Experts have questioned whether the Hawks and the National Prosecuting Authority (NPA) were acting on a political agenda against EFF leader Julius Malema by pinning charges against him, using the apartheid-era Riotous Assemblies Act of 1956 for statements he made earlier this year regarding land.
The party leader is set to approach the high court in KwaZulu-Natal to have the Act and the charges levelled against him declared unconstitutional. In June this year, Malema told supporters that whites could not claim ownership of any land because it belonged to blacks.
Executive secretary of the Council for the Advancement of the Constitution of South Africa Lawson Naidoo said the organisation was wary of the motive behind the use of the controversial Act.
“It would seem that the use of this notorious piece of legislation is indicative of the political nature of the charges. There are other laws relating to hate speech and incitement which could have been used so the use of this legislation does call into question whether there is a political agenda at work here.”
Political analyst Mcebisi Ndletyana said that the Hawks’ actions reeked of a political agenda.
“What makes them look suspicious is that earlier on, you had an ANC Youth League leader who said something along the lines of taking up arms to protect the president of the ANC, so why wasn’t there similar energy applied to enforce that law in that context?
“It does not look honest at all, this matter has political malice written all over it.”
He said that, in his view, Malema may be protected by the constitution in terms of free speech.
“The issue for me, primarily, is whether or not he had violated freedom of speech because I think the constitution does allow him to say what he says because, as I understand it, it is part of the constitution of his party.”
NPA spokesperson Luvuyo Mfaku defended the decision to proceed with the charges because, he says, the Act has not been declared unconstitutional and was therefore applicable.
Retired Constitutional Court Judge Johan Kriegler told The Citizen that just because a law was implemented during the apartheid era, this did not necessarily make it unconstitutional.

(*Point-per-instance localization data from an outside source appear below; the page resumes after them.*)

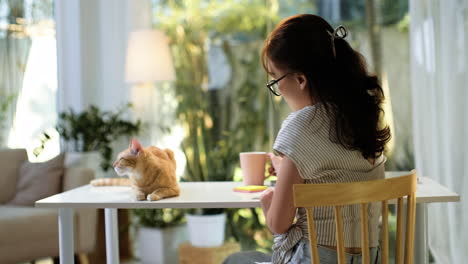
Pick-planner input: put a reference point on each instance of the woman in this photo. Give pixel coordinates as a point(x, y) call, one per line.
point(332, 135)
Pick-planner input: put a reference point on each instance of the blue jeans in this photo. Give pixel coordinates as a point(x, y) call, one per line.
point(302, 256)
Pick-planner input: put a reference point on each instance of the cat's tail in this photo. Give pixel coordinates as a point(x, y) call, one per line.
point(110, 182)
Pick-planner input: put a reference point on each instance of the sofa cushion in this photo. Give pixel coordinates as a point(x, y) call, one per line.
point(27, 233)
point(10, 162)
point(38, 180)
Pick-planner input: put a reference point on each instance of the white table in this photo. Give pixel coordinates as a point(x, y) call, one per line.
point(201, 195)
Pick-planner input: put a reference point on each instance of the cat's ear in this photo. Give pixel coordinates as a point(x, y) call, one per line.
point(135, 147)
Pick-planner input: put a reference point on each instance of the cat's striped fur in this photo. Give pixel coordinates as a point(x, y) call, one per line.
point(151, 172)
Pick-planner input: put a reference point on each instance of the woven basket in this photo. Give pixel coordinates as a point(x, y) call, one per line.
point(189, 254)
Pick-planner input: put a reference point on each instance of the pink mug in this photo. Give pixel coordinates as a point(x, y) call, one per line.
point(253, 167)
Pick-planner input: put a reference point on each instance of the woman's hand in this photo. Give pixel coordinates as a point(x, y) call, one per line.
point(265, 199)
point(275, 164)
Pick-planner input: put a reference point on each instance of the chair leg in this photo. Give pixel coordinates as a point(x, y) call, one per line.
point(56, 260)
point(83, 258)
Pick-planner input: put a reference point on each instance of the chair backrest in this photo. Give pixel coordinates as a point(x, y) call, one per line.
point(363, 193)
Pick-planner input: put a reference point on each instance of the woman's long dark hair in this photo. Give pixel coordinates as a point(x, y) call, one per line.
point(302, 43)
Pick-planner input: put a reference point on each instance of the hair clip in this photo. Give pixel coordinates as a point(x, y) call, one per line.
point(340, 32)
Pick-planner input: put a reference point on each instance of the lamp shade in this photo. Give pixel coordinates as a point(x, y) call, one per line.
point(148, 57)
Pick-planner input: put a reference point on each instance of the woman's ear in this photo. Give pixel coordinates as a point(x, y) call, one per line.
point(301, 80)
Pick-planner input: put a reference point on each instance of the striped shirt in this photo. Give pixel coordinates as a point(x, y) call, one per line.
point(304, 137)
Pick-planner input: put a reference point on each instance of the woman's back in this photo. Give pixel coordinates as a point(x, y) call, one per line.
point(305, 138)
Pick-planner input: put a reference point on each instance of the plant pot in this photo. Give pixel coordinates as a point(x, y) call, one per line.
point(160, 245)
point(206, 230)
point(89, 160)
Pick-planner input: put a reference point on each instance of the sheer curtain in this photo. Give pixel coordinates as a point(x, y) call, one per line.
point(439, 80)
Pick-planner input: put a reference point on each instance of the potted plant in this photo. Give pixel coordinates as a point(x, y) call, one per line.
point(160, 232)
point(221, 117)
point(88, 136)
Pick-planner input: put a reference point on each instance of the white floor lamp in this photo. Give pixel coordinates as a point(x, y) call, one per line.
point(148, 61)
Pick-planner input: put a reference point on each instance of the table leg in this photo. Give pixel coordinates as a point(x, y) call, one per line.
point(421, 248)
point(66, 250)
point(112, 237)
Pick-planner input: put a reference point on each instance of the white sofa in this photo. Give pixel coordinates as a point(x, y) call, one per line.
point(28, 233)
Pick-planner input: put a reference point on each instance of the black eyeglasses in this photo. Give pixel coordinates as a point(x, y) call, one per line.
point(273, 85)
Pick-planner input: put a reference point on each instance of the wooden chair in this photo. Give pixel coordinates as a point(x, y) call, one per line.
point(342, 194)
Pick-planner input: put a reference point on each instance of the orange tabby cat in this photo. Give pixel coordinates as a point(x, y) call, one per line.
point(151, 172)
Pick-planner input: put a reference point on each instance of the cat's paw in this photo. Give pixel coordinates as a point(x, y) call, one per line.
point(153, 197)
point(140, 197)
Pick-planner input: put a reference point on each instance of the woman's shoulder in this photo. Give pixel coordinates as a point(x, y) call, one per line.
point(309, 119)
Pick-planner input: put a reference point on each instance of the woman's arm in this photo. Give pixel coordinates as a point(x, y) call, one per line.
point(278, 205)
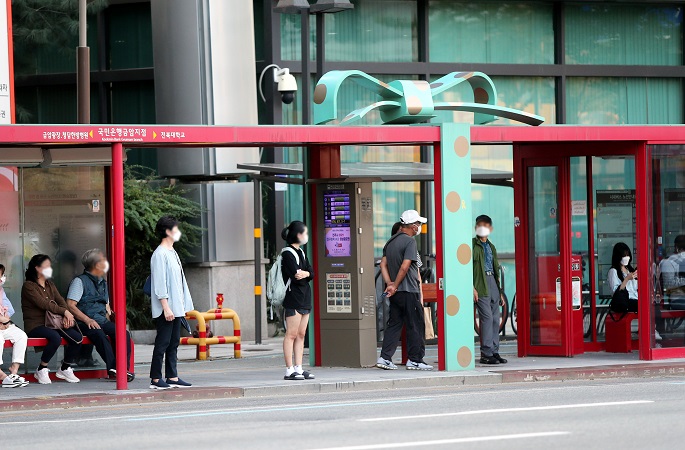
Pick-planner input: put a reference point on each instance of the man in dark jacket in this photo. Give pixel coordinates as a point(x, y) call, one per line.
point(88, 301)
point(487, 291)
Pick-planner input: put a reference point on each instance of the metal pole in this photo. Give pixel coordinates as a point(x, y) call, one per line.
point(258, 258)
point(119, 262)
point(320, 45)
point(83, 67)
point(306, 69)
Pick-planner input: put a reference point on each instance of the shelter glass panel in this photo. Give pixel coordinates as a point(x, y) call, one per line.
point(668, 201)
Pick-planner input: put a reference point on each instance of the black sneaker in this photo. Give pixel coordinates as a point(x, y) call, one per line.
point(489, 360)
point(178, 383)
point(159, 385)
point(499, 358)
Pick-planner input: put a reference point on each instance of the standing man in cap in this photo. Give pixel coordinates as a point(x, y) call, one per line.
point(487, 291)
point(400, 271)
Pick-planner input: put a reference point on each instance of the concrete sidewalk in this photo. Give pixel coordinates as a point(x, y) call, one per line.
point(260, 374)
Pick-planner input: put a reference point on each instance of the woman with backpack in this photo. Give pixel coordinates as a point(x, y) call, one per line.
point(297, 273)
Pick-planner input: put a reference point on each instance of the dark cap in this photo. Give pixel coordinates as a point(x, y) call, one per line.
point(484, 218)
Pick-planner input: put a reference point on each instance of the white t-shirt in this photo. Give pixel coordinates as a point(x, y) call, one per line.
point(614, 282)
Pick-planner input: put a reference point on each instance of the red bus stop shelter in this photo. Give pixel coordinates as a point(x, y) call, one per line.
point(549, 147)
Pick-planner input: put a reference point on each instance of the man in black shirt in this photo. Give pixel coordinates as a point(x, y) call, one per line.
point(400, 273)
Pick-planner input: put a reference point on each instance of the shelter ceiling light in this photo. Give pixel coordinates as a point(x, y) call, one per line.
point(291, 6)
point(331, 6)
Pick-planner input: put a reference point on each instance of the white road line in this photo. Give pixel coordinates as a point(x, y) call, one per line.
point(424, 444)
point(504, 410)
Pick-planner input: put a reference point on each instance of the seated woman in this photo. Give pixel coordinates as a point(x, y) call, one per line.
point(623, 275)
point(39, 295)
point(10, 332)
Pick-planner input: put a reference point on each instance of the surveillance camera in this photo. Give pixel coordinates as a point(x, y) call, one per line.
point(287, 85)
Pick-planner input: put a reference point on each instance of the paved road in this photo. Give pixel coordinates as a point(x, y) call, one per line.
point(626, 414)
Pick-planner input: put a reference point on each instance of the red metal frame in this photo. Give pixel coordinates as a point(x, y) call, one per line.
point(643, 200)
point(559, 140)
point(10, 53)
point(439, 262)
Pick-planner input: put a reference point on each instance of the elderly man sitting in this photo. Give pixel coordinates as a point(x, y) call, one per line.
point(88, 301)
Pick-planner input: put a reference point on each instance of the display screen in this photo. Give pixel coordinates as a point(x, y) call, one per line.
point(337, 221)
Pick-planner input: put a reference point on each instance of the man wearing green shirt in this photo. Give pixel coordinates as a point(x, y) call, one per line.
point(487, 291)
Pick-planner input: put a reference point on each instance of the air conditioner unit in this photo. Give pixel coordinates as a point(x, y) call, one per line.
point(77, 156)
point(21, 156)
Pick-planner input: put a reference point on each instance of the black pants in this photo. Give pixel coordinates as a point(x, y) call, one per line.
point(54, 337)
point(405, 309)
point(107, 347)
point(166, 344)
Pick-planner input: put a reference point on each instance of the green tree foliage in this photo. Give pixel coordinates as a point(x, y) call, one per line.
point(146, 199)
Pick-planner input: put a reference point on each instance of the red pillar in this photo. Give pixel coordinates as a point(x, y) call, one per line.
point(118, 261)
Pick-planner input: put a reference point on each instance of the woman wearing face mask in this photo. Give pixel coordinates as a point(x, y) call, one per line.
point(39, 295)
point(622, 275)
point(10, 332)
point(171, 301)
point(298, 298)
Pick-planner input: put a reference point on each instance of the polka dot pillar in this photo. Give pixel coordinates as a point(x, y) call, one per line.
point(457, 233)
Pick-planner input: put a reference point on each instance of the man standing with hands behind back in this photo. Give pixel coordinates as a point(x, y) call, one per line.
point(401, 275)
point(487, 291)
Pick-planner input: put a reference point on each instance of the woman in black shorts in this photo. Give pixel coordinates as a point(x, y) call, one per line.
point(298, 298)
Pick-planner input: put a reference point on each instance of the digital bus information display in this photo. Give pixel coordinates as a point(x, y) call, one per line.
point(337, 220)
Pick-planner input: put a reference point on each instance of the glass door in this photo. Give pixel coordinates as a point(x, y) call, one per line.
point(548, 281)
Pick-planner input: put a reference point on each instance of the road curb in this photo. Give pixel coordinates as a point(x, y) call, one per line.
point(302, 388)
point(122, 398)
point(370, 385)
point(594, 373)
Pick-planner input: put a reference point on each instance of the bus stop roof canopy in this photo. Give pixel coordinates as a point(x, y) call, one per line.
point(402, 171)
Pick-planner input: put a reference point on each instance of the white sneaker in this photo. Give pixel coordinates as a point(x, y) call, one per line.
point(67, 375)
point(12, 381)
point(383, 363)
point(411, 365)
point(43, 376)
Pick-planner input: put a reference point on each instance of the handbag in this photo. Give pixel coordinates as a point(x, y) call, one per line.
point(54, 322)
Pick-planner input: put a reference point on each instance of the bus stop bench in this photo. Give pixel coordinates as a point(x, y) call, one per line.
point(618, 335)
point(83, 373)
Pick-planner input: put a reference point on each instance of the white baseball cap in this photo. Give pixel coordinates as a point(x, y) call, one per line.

“The simple facts are the following: the law holds many statutes which in some way or the other reflect the apartheid society and to say that a statute is unconstitutional because it was instituted in the apartheid era would not hold water in court. You would have to look at each provision to that Act and decide whether, in this current dispensation, it is constitutional or not.”
While the Act is known to have been used to deal with anti-apartheid gatherings and activities, Malema is charged in terms of Section 18 (20) (b) of the Act in that he purportedly incited or instructed his followers to commit the crime of trespassing in terms of Section 1 of the Trespass Act, which prohibits the illegal occupation of vacant land.